When looking for "the next big thing," it's imperative to cast a wide net.
Consider this: In 2011 the world's growth domestic product (GDP) totaled $69.9 trillion. Of that only about $15.1 trillion came from the U.S market. That means close to $55 trillion in economic activity took place outside the United States.
Take Israel for example. You might never have considered it, but Israel is one of the fastest-growing countries in the world.
Israel, with a $242.9 billion GDP in 2011, consistently posts higher growth numbers than the United States. In fact, since the beginning of 2005, Israel's quarterly growth rate has slipped beneath the United States' only twice, and it has exceeded it by more than a full percentage point every quarter without fail since the end of 2007.
Long-term, these results show up in the stock market. The Israeli market is best measured by the TA-25, which tracks the largest 25 companies on the Israeli stock exchange.
In the past 10 years, the total return on the TA-25 has been an incredible 225.3%. This works out to 12.6% compounded annually, far and away above the 7.8% annualized return for the S&P 500 during the same period.
The difference in performance during this period is striking: $100,000 invested in the S&P 500 turned into $211,731. That same investment in the Israeli market would have yielded $328,212, a difference of more than the initial investment.
Of course, a country's stock exchange is only as good as the companies that are listed on it, and right now I want to take a look at one of my favorite Israeli-based companies: SodaStream (Nasdaq: SODA).
SodaStream is effectively a soft-drink company with a twist. Instead of yeast, the company uses carbon dioxide cartridges to give soda pop its fizz. A special countertop machine the size of a blender mixes concentrate in special reusable bottles.
Unsurprisingly, the machines and the flavorings are flying off the shelf. I like the device because it has a variety of sugar-free options. And the stuff is actually cost-effective versus name brands such as Coca-Cola (NYSE: KO) and Pepsi (NYSE: PEP), after the cost of the machine has been recouped.
For families that drink a lot of soda, these savings can be appreciable -- or at least perceived as appreciable -- which might push a consumer into the roughly $100 purchase.
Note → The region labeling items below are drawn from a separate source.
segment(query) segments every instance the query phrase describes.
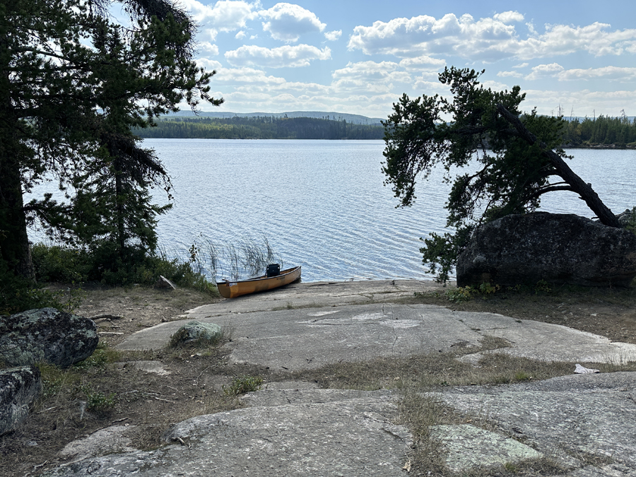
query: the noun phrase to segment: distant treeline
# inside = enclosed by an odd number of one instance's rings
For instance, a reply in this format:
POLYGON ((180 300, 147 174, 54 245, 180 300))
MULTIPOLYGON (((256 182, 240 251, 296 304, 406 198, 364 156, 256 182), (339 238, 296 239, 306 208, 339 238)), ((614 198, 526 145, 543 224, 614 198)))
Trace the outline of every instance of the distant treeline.
POLYGON ((636 148, 636 118, 586 117, 567 122, 563 146, 573 147, 636 148))
MULTIPOLYGON (((207 139, 382 139, 380 124, 342 119, 234 117, 171 117, 135 131, 143 138, 207 139)), ((636 148, 636 119, 599 116, 566 122, 564 147, 636 148)))
POLYGON ((380 124, 311 117, 170 118, 135 131, 142 138, 207 139, 382 139, 380 124))

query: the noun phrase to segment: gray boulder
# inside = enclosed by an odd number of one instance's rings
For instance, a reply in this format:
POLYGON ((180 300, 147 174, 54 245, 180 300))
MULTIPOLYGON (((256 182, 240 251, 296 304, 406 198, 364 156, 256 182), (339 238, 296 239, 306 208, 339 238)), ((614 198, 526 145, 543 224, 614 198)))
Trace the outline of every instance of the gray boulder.
POLYGON ((216 343, 220 339, 223 334, 221 327, 215 323, 188 322, 170 337, 170 344, 176 346, 180 343, 191 343, 197 340, 207 343, 216 343))
POLYGON ((0 360, 7 366, 43 361, 67 367, 97 348, 95 322, 54 308, 30 310, 0 320, 0 360))
POLYGON ((0 435, 20 427, 41 389, 40 370, 35 366, 0 370, 0 435))
POLYGON ((636 235, 584 217, 536 212, 478 228, 457 260, 457 285, 550 283, 628 286, 636 235))

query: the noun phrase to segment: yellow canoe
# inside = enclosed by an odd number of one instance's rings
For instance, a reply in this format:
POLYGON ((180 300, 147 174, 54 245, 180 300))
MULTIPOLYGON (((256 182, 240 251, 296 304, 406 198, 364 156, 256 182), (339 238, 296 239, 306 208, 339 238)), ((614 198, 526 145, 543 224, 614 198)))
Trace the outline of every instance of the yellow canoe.
POLYGON ((235 298, 242 295, 278 288, 279 286, 288 285, 300 278, 300 267, 295 266, 287 270, 281 270, 281 274, 276 276, 266 276, 240 281, 223 281, 217 283, 216 286, 222 297, 235 298))

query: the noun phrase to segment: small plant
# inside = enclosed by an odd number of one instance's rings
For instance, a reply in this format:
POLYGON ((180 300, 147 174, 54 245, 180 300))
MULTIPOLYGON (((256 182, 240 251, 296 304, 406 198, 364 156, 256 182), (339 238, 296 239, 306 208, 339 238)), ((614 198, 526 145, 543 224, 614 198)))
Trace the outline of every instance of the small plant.
POLYGON ((109 363, 117 361, 119 357, 119 353, 117 351, 108 348, 108 346, 103 341, 100 341, 92 355, 86 360, 76 363, 73 367, 81 369, 101 367, 109 363))
POLYGON ((474 290, 470 286, 457 287, 446 291, 446 298, 454 303, 467 302, 473 298, 474 290))
POLYGON ((500 289, 499 285, 490 285, 489 281, 485 281, 479 285, 479 293, 482 295, 492 295, 500 289))
POLYGON ((263 378, 260 376, 240 376, 234 378, 232 384, 223 387, 223 392, 228 396, 238 396, 246 392, 258 391, 263 384, 263 378))
POLYGON ((538 295, 539 293, 549 293, 551 291, 552 288, 550 288, 550 283, 545 280, 539 280, 536 282, 536 285, 534 287, 535 295, 538 295))
POLYGON ((515 375, 514 375, 514 380, 515 381, 527 381, 528 379, 531 379, 531 377, 532 377, 530 376, 530 375, 529 375, 528 373, 524 372, 523 371, 519 371, 518 372, 515 373, 515 375))
POLYGON ((115 405, 115 396, 114 392, 107 394, 100 391, 90 393, 86 396, 86 408, 98 411, 112 409, 115 405))
POLYGON ((515 466, 512 462, 506 462, 504 464, 504 469, 508 471, 508 472, 511 472, 512 473, 516 473, 518 470, 517 466, 515 466))
POLYGON ((88 385, 80 387, 81 391, 86 396, 86 409, 105 412, 114 407, 117 403, 117 394, 114 392, 105 394, 101 391, 93 391, 88 385))

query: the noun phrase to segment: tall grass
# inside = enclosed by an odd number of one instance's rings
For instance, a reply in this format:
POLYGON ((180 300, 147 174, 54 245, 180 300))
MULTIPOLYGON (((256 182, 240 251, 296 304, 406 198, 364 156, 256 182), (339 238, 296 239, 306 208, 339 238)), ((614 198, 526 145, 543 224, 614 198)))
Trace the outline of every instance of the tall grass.
POLYGON ((237 281, 263 275, 269 264, 283 265, 277 254, 264 235, 260 241, 242 237, 236 242, 218 244, 199 234, 187 252, 162 248, 166 259, 177 257, 186 261, 192 269, 216 283, 218 280, 237 281))

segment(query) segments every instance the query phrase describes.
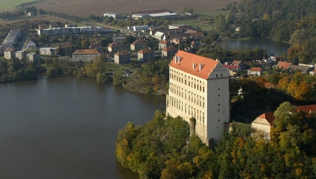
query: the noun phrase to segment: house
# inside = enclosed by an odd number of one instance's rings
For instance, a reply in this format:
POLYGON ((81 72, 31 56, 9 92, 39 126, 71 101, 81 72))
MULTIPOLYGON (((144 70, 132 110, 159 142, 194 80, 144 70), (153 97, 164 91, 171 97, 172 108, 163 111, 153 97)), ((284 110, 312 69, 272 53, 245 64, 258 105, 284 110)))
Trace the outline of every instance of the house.
POLYGON ((113 18, 113 19, 116 20, 116 19, 121 19, 122 18, 122 15, 120 14, 117 14, 117 13, 104 13, 103 14, 103 17, 112 17, 113 18))
POLYGON ((119 51, 123 49, 124 44, 118 42, 112 42, 107 47, 107 50, 110 52, 119 51))
POLYGON ((40 48, 40 55, 56 55, 57 48, 40 48))
POLYGON ((130 54, 127 52, 117 52, 114 54, 114 62, 118 64, 126 64, 130 62, 130 54))
POLYGON ((209 146, 220 140, 230 117, 226 68, 218 60, 179 50, 169 64, 169 74, 166 115, 181 117, 190 123, 190 135, 209 146))
POLYGON ((145 45, 147 41, 145 39, 136 40, 132 43, 130 44, 131 50, 139 50, 142 49, 142 47, 145 45))
POLYGON ((162 50, 162 57, 171 57, 175 56, 178 49, 174 47, 165 47, 162 50))
POLYGON ((7 49, 5 50, 5 59, 12 59, 16 57, 16 50, 14 48, 7 49))
POLYGON ((260 67, 252 67, 248 71, 248 74, 251 75, 261 76, 262 74, 262 69, 260 67))
POLYGON ((234 60, 233 61, 233 62, 232 62, 231 65, 235 65, 235 66, 241 66, 242 64, 242 62, 241 61, 239 61, 239 60, 234 60))
POLYGON ((171 42, 170 40, 163 40, 159 41, 159 49, 163 49, 166 47, 171 47, 171 42))
POLYGON ((27 59, 31 62, 38 62, 40 60, 40 56, 35 53, 27 54, 27 59))
POLYGON ((26 53, 23 50, 16 52, 16 58, 18 58, 20 61, 25 61, 27 59, 26 53))
POLYGON ((89 46, 89 49, 96 49, 99 52, 102 51, 102 45, 97 42, 93 42, 89 46))
POLYGON ((283 68, 284 70, 289 69, 290 66, 291 66, 291 63, 286 62, 279 62, 276 65, 279 68, 283 68))
POLYGON ((31 38, 27 41, 25 48, 27 50, 36 49, 37 47, 38 41, 34 38, 31 38))
POLYGON ((137 53, 138 61, 146 62, 154 56, 154 52, 151 49, 141 49, 137 53))
POLYGON ((72 61, 83 62, 91 62, 99 55, 100 55, 100 53, 96 49, 79 49, 72 53, 72 61))
MULTIPOLYGON (((297 106, 296 107, 297 112, 303 111, 307 114, 316 112, 316 104, 297 106)), ((271 112, 260 115, 251 122, 251 127, 262 131, 264 136, 269 140, 271 127, 274 125, 275 117, 274 114, 274 112, 271 112)))
POLYGON ((238 65, 223 65, 224 67, 226 68, 227 70, 229 71, 230 74, 234 74, 241 71, 241 68, 238 65))
POLYGON ((294 71, 299 71, 302 73, 306 74, 309 73, 309 72, 312 71, 312 67, 309 67, 308 65, 302 65, 302 64, 298 64, 298 65, 294 65, 291 64, 290 66, 290 69, 291 70, 294 71))
POLYGON ((149 26, 147 25, 143 25, 143 26, 134 26, 132 27, 129 27, 127 28, 127 30, 129 30, 131 31, 146 31, 148 30, 149 26))

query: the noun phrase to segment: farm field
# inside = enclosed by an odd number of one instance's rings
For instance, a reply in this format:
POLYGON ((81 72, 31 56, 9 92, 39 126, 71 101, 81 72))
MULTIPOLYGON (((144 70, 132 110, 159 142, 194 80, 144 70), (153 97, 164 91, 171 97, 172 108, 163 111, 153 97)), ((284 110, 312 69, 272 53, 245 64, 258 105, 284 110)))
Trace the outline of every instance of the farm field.
MULTIPOLYGON (((9 0, 8 0, 9 1, 9 0)), ((185 7, 195 11, 215 11, 225 7, 235 0, 49 0, 35 4, 37 9, 87 17, 93 14, 101 16, 109 12, 128 13, 130 12, 167 9, 179 12, 185 7), (141 5, 140 6, 140 1, 141 5)))
POLYGON ((12 11, 16 6, 37 0, 0 0, 0 11, 12 11))

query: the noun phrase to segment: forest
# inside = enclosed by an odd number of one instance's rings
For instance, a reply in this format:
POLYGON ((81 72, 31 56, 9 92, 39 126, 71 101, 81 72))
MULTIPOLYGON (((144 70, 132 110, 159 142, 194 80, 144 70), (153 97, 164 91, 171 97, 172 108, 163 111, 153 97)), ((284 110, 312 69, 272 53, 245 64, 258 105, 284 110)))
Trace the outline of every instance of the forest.
POLYGON ((270 141, 233 123, 233 131, 210 149, 190 136, 188 122, 157 110, 147 123, 129 122, 119 130, 116 154, 141 178, 314 178, 316 115, 285 102, 275 116, 270 141))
The thing that I like most about this company is that it has a long history of profitability. Even during the financial crisis, the company made money. And most recently, in 2011, it turned a roughly 10% net profit on $289 million in revenue.
Given its sales and earnings this year alone, I think the shares have a fair value of $1.2 billion (30 times anticipated 2012 net earnings of $40 million). That's 50% upside for this year's results, which are already largely achieved.
The best part is, even though the company is based in Israel, you can invest in it without even leaving the U.S. stock market. As you might have noticed from the Nasdaq ticker symbol, you can buy shares of SodaStream just as easily as you would shares of General Electric (NYSE: GE) or Apple (Nasdaq: AAPL).
Risks to Consider: Of course with investing, nothing is 100% certain. International stocks are subject to the same volatility as stocks that trade in the United States.
Action to Take --> But that said, if you're ignoring what can be found in foreign markets like Israel, then you could be missing out on some of the market's biggest game-changing opportunities... including companies like SodaStream.